Sounds like cruel and unusual punishment to me!!


----------



## Bobmuley (Jan 14, 2004)

Campo said:


> Damn liberal judges....:wink:


Its Aspen.


----------



## vpier (Jul 30, 2004)

The guy should be punished but donating to PETA is going over board. He should be able to to pick a group like the RMEF.


----------



## PA_ENGR (Aug 11, 2005)

If I were a sportsman in that area I would get him kicked out of office. His morals definitely interferred with his judgement. He's basically asking this guy to donate to a terrorist organization. Then again this is unlikely as I'm sure there are plenty of liberals in the area to back his beliefs.


----------



## vpier (Jul 30, 2004)

Bobmuley said:


> Its Aspen.


I hear ya Bob.


----------



## BCBhunter (Oct 28, 2005)

I'd do my time before I wrote that check to PETA...


----------



## bowhuntercody (Mar 21, 2007)

can the judge really make him do that? I would take it to an appeal of something. Thats just not right.


----------



## bob101 (Sep 2, 2006)

Micheal Vick had to attend animal sensitivity classes run by PETA......it's coming.


----------



## txcookie (Feb 17, 2007)

were are the lawyers at??????? I know we got plenty on AT!


----------



## CWarmouth (Oct 23, 2005)

What? I can see paying the fines and maybe to some government operated conservation efforts but NOT to a private organizaton. I would refuse and appeal. That's wrong.


----------



## rpford53 (Jul 21, 2006)

PETA = People Eating Tasty Animals awprint:


----------



## mozy (Sep 21, 2006)

bob101 said:


> Micheal Vick had to attend animal sensitivity classes run by PETA......it's coming.

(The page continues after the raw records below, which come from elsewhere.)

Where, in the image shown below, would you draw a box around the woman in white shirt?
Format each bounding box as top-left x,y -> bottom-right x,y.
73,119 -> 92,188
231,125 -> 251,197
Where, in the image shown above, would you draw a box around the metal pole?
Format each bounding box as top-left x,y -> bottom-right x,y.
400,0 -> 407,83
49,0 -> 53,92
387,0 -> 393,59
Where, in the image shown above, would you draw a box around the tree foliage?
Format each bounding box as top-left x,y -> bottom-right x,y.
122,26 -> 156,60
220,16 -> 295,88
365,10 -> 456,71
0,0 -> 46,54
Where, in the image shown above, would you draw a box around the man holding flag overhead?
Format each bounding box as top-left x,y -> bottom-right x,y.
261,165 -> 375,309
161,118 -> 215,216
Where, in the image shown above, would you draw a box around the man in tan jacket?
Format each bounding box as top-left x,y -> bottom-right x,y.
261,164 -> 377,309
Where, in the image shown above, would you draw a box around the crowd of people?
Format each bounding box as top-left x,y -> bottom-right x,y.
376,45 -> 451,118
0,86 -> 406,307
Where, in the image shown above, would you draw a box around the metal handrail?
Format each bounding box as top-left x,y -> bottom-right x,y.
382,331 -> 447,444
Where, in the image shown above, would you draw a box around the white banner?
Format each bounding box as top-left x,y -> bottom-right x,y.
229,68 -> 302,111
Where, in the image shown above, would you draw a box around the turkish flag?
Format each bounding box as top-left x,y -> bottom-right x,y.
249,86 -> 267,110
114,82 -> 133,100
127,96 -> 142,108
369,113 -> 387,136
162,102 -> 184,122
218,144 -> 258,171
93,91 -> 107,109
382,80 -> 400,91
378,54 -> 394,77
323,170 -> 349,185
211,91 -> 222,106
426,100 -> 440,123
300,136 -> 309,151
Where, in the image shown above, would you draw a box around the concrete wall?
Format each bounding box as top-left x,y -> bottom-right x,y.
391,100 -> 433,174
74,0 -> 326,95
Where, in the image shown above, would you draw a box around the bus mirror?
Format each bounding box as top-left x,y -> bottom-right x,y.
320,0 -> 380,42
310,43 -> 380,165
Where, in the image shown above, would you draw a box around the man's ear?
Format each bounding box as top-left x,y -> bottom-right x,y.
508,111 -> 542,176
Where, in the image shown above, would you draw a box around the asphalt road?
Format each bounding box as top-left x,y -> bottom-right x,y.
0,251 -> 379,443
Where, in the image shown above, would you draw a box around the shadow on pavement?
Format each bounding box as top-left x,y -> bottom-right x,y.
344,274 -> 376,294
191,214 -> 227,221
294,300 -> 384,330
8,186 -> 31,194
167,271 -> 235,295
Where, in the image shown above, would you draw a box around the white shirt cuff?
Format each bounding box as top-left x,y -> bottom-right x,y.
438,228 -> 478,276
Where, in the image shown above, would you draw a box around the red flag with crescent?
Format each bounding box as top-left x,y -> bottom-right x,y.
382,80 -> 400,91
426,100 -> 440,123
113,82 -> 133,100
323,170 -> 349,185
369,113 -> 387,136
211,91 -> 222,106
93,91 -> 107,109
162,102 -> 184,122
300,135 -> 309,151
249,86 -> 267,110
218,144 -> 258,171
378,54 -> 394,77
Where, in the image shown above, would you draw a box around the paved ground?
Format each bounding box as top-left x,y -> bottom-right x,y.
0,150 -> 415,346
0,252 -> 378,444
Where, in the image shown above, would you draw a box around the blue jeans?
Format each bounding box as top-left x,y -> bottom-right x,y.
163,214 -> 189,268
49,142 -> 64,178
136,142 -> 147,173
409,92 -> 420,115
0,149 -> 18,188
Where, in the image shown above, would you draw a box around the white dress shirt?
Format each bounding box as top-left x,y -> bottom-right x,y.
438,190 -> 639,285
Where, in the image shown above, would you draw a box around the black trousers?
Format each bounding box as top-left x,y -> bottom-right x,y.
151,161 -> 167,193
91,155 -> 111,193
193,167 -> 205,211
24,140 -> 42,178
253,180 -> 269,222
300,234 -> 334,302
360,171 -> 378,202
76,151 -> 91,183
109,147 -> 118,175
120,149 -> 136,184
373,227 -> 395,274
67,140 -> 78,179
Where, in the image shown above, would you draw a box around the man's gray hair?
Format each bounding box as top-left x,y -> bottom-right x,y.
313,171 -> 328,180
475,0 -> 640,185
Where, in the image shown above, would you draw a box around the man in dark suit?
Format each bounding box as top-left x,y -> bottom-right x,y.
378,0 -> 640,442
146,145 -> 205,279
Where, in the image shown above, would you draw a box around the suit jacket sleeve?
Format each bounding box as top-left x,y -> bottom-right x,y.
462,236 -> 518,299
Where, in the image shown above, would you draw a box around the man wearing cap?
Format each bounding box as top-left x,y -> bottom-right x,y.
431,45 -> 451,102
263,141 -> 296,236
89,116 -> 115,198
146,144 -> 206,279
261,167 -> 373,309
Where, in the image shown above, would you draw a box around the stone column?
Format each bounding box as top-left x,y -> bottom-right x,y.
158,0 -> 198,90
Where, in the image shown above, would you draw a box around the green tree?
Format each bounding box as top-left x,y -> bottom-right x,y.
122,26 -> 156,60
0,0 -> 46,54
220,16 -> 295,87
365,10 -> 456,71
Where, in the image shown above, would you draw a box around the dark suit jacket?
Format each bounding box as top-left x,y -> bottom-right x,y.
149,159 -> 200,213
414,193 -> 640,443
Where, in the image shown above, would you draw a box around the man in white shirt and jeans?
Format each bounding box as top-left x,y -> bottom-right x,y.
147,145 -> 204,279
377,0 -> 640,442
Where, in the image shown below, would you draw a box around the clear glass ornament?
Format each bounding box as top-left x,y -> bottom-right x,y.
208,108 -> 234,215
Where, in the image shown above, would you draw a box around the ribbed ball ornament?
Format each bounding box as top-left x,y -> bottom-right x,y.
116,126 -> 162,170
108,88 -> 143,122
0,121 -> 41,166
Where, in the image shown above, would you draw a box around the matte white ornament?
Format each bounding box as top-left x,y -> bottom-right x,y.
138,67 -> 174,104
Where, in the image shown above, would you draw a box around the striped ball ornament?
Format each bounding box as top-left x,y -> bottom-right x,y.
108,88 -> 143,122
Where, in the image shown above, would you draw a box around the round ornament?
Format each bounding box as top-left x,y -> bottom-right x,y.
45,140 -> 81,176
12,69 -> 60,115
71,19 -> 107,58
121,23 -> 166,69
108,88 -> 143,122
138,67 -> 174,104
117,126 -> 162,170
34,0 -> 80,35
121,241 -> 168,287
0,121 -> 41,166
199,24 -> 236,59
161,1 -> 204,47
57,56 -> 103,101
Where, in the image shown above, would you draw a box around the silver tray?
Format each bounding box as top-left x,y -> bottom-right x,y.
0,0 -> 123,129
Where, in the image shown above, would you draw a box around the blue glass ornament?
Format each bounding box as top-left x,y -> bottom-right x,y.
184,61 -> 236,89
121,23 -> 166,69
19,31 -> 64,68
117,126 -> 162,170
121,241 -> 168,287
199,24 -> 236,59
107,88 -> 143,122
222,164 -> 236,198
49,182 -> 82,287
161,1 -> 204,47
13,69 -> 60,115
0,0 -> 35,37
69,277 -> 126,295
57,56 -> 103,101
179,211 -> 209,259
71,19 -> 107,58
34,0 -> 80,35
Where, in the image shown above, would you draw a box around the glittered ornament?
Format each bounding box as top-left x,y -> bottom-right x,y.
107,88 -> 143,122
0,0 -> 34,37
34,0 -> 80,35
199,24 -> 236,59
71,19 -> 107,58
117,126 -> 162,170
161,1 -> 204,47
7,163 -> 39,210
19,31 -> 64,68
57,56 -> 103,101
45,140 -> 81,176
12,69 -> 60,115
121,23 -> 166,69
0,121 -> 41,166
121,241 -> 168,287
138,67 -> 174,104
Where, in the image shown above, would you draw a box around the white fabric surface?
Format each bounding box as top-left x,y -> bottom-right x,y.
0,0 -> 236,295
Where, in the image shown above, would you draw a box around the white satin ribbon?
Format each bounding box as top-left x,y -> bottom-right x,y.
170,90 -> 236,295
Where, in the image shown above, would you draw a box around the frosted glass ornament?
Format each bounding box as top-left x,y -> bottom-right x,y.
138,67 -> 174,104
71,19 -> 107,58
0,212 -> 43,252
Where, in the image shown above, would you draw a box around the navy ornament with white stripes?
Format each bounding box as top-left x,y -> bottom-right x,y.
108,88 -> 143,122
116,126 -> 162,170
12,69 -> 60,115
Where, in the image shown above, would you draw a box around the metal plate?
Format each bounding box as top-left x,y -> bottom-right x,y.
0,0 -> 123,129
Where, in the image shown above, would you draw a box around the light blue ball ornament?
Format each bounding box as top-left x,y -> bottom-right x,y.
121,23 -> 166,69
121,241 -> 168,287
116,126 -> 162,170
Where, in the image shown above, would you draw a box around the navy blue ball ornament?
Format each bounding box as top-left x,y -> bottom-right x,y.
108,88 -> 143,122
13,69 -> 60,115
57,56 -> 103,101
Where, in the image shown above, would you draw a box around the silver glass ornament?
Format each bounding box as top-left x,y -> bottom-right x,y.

He didn't have to, PETA asked him to take classes and he agreed. He figured it would make him look a little better.


----------



## mozy (Sep 21, 2006)

As for the topic, I would not pay that in a million years. Doesn't seem right to force someone to pay to a privately run organization that the U.S. Gov't sees as a terrorist org. That's about the same as a judge making someone pay Osama.


----------



## Guest (Oct 17, 2007)

Appeal? Aspen is kinda streisandish


----------



## dbowers (Mar 24, 2004)

I can smell the BS all the way over here in NJ. I would be appealing and if that didnt work. They would be getting 1 dollar a month for 500 months.


----------



## mangler (Jan 7, 2007)

I would be on the phone talking to as many lawyers as I could to find out if that is legal or not. Not to mention I would be appealing it as fast as I could.

Lee


----------



## coloradodave (Oct 1, 2005)

I don't think there is anyone in Aspen that is from Colorado...is there?


----------



## Short-n-Stalky (Feb 13, 2007)

coloradodave said:


> I don't think there is anyone in Aspen that is from Colorado...is there?


 :rock-on:

Aspen is a little town in the mountains of Colorado surrounded by reality.


----------



## Daniel Boone (May 31, 2002)

*Truly Sucks*

Judge should be banned from being a judge.
DB


----------



## keep (Aug 2, 2005)

BCBhunter said:


> I'd do my time before I wrote that check to PETA...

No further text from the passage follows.